Ces dernières ont décidé de camper sur leur ligne dure de la non négociation avec le mouvement rebelle malgré la disposition affirmée par celui-ci pour le dialogue. Mais face à la détérioration de la situation dans le nord du pays, des initiatives nationales ont vu le jour notamment celles des chefs de tribus et notables touaregs qui se sont rendus en terre libyenne pour inciter le dirigeant libyen à s’impliquer dans le règlement pacifique de la crise. Mais devant les critiques acerbes de la presse nigérienne sur le soutien dont bénéficient les rebelles de la part de la Libye, le guide libyen qui avait accepté l’appel des dignitaires touaregs, s’était finalement replié sur lui-même en posant comme préalable que le président Tandja dise la vérité aux nigériens.

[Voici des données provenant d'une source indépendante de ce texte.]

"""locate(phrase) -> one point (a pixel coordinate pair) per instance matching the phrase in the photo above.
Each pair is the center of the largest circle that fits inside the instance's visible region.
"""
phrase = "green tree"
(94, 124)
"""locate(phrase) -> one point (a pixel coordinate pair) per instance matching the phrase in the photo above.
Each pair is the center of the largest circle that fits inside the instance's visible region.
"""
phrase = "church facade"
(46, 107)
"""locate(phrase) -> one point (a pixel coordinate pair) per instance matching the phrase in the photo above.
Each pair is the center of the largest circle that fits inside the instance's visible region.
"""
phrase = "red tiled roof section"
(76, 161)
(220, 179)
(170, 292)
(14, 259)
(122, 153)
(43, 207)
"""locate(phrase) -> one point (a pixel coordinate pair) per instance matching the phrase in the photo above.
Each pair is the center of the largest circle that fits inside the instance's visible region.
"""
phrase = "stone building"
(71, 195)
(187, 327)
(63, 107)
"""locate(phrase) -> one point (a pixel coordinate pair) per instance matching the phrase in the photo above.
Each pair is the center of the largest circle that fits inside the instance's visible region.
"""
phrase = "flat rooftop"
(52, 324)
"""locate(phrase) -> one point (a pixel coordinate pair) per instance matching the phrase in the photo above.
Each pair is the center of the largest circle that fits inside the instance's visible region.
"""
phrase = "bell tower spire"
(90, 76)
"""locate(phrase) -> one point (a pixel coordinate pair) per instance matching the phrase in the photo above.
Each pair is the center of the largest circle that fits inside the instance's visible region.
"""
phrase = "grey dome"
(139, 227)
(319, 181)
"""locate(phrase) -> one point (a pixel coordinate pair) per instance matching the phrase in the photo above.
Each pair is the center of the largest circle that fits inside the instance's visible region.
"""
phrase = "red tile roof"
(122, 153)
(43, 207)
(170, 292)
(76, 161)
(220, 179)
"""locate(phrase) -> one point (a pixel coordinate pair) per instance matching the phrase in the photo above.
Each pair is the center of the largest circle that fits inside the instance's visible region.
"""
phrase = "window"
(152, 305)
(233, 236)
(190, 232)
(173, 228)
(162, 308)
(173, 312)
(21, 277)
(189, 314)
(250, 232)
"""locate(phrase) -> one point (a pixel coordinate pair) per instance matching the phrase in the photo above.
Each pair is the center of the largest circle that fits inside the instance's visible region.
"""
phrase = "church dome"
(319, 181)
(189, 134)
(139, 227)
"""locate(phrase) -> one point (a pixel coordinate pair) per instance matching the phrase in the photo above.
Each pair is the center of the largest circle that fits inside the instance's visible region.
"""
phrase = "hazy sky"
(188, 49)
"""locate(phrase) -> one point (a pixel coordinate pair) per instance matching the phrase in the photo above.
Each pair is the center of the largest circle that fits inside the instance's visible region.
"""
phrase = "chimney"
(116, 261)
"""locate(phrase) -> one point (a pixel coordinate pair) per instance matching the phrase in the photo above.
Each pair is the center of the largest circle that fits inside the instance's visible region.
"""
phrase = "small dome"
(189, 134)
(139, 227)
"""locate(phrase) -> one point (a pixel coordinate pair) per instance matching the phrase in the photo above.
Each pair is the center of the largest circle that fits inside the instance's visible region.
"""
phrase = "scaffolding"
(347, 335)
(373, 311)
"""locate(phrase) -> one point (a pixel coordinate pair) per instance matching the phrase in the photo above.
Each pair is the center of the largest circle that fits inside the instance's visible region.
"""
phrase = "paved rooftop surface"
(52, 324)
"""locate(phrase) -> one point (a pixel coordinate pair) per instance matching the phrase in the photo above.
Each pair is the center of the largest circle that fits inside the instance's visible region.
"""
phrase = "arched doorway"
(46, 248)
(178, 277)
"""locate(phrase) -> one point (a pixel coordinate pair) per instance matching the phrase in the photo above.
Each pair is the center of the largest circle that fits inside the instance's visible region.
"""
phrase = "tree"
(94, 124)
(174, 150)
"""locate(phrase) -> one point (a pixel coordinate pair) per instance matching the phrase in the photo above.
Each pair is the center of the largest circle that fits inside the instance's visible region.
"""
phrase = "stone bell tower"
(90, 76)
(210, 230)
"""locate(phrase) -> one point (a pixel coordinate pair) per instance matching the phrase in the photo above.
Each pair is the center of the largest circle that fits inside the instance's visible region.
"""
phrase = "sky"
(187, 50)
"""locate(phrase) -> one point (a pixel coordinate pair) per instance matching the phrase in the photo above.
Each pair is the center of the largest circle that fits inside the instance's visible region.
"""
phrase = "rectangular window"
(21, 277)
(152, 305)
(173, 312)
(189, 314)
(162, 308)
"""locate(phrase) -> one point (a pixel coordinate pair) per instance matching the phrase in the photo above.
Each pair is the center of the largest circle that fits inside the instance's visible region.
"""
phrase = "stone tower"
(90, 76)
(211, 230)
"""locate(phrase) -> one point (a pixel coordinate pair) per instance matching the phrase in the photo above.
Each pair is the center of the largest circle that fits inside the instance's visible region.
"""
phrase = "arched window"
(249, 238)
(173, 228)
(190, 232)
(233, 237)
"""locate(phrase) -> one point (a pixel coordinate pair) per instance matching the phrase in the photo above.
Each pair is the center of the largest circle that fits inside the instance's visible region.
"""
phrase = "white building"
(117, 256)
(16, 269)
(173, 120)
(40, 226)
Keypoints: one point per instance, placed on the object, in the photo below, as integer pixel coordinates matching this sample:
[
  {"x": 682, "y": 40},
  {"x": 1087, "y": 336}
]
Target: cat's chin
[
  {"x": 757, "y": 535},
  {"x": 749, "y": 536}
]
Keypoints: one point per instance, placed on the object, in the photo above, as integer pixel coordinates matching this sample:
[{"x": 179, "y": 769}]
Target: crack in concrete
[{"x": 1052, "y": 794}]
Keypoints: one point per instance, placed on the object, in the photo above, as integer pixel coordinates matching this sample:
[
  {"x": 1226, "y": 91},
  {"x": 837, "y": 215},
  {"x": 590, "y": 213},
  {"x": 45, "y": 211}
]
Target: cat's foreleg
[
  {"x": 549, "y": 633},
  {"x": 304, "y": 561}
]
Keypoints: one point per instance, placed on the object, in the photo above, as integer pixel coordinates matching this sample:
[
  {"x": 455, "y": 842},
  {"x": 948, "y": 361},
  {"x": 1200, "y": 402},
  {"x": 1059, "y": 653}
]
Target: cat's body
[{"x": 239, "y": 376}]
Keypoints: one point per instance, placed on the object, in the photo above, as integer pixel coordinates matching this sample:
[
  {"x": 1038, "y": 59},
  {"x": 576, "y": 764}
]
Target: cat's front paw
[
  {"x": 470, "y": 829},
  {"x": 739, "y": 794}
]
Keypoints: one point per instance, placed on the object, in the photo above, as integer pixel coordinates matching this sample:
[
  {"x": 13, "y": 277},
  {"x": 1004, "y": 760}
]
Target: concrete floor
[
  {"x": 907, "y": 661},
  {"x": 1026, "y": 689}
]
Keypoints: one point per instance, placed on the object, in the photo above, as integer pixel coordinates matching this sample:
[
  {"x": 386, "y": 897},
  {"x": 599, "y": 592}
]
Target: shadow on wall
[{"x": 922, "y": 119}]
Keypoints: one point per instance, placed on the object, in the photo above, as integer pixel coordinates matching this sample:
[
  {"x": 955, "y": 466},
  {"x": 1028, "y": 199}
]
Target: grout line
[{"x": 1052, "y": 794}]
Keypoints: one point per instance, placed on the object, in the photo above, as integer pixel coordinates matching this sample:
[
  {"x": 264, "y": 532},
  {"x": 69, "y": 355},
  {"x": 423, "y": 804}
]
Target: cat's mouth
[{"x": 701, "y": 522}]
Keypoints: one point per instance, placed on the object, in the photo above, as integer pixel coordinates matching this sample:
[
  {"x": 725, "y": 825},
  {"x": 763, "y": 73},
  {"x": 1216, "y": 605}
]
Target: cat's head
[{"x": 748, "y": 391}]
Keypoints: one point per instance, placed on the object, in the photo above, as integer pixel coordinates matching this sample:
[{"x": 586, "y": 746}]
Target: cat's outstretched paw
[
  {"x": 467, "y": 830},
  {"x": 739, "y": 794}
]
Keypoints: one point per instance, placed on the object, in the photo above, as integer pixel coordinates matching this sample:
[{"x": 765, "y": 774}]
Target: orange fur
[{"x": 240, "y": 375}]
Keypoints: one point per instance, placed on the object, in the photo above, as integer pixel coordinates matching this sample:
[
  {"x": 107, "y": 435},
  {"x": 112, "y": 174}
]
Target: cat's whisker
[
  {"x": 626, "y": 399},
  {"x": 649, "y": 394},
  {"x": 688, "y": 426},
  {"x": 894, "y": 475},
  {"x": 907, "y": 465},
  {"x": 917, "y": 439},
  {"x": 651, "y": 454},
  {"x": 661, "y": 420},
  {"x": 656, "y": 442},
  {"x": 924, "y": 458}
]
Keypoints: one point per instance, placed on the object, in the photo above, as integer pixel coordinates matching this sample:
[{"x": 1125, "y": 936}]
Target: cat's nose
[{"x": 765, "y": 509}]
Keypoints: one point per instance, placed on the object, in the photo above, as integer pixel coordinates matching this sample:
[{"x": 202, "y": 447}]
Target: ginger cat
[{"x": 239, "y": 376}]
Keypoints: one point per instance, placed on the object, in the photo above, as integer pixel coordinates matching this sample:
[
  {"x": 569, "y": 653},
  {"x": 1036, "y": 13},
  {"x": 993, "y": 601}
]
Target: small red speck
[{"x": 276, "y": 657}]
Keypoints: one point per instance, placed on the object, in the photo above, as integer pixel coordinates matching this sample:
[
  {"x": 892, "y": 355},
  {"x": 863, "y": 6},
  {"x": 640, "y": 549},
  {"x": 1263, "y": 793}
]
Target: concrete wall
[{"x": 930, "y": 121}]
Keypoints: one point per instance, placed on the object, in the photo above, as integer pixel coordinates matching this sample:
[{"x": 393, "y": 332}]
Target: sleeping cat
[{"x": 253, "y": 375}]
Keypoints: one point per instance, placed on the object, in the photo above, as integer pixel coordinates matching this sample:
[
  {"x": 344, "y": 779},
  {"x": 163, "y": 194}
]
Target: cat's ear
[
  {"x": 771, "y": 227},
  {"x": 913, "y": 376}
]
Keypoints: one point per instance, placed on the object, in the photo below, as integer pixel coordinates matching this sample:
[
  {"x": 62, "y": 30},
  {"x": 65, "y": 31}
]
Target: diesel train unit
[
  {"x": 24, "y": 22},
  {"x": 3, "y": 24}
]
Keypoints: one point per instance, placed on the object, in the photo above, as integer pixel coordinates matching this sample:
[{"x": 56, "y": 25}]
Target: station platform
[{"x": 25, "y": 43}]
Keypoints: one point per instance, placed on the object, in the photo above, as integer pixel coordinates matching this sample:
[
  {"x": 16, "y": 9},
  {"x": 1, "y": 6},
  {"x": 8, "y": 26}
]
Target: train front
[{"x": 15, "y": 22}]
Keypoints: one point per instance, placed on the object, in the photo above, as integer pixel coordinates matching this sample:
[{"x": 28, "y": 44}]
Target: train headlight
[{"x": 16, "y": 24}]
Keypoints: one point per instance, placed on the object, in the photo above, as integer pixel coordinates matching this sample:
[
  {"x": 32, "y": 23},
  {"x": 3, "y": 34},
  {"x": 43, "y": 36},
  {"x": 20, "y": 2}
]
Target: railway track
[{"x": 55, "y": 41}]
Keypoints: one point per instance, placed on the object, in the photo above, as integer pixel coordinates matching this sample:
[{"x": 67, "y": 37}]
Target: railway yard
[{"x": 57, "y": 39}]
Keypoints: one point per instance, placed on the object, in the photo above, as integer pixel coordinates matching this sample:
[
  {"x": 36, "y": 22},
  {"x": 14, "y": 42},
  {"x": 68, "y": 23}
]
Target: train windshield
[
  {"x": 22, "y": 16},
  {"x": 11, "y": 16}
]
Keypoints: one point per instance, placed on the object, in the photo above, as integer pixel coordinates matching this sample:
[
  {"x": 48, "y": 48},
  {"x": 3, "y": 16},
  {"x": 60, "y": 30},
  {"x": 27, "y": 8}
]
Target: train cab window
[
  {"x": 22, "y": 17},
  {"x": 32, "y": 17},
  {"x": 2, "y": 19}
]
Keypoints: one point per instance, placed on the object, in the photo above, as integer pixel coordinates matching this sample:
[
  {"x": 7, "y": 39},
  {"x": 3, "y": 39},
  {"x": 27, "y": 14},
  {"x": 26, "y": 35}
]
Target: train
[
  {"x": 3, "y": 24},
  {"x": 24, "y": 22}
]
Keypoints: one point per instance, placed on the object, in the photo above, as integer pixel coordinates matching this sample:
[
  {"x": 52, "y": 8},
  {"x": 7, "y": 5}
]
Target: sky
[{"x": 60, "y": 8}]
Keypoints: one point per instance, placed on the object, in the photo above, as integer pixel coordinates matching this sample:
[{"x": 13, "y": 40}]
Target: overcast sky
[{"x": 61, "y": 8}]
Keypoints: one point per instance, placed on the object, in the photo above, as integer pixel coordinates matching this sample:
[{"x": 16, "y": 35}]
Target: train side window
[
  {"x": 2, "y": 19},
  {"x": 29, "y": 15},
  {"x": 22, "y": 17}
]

Devant l’échec de toutes ces tentatives, les députés, originaires du nord du pays avec à leur tête Brigi Rafini et Aghali Mano, ont décidé d’entreprendre des démarches visant à ramener la sérénité. C’est ainsi qu’après un séjour en Libye, les députés ont entrepris d’aller à la rencontre des rebelles le 2 octobre dernier. La mission parlementaire a séjourné pendant quelques jours dans le village de Timia situé dans les montagnes de l’Aïr. Selon le député Rafini, l’objectif de la mission était de « prendre contact avec les frères nigériens qui ont pris les armes, puis recueillir les avis concourant à la résolution de la crise ».
Mais leur courageuse tentative va se solder par un échec car les parlementaires n’ont pas pu rencontrer les dirigeants de la rébellion qui, au même moment étaient « en mission » dans un pays de la sous-région (Ndlr : voir L’Evénement 215). Les parlementaires ont tout de même affiché un certain optimisme promettant une seconde tentative dans les prochains jours. Mais ces démarches ont-elles une chance d’aboutir ? Rien n’est sûr car de part et d’autre, on ne semble pas disposé au dialogue qui serait pourtant bénéfique pour les habitants de la région.
Le pouvoir campe mordicus sur sa position en faveur d’une solution militaire à la situation. C’est dans ce cadre que le gouvernement a reçu une importante quantité de matériels militaires en provenance de la Chine. Côté rebelle, le chef Aghali Alambo avait affirmé sur les ondes de RFI son intention de reprendre les hostilités après la fin du mois de Ramadan. Déjà un véhicule appartenant à Médecins Sans Frontières a été enlevé, il y a quelques jours dans la région d’Agadez, même si cet enlèvement est porté sur le dos des hommes armés non identifiés. Alors comment croire au succès des différentes initiatives lorsque les événements de chaque côté tendent à les annihiler ?
Pourtant, seule cette issue pacifique peut être porteuse de lendemains meilleurs pour le pays. C’est ce qu’a préconisé la Commission Européenne qui avait au passage réitéré son attachement à la préservation de l’intégrité territoriale du Niger et du Mali, tous deux frappés par la résurgence du conflit armé. La confrontation armée ne peut qu’ouvrir des plaies qui seront non seulement difficiles à cicatriser, mais qui peuvent aussi être porteuses de germes d’un conflit futur.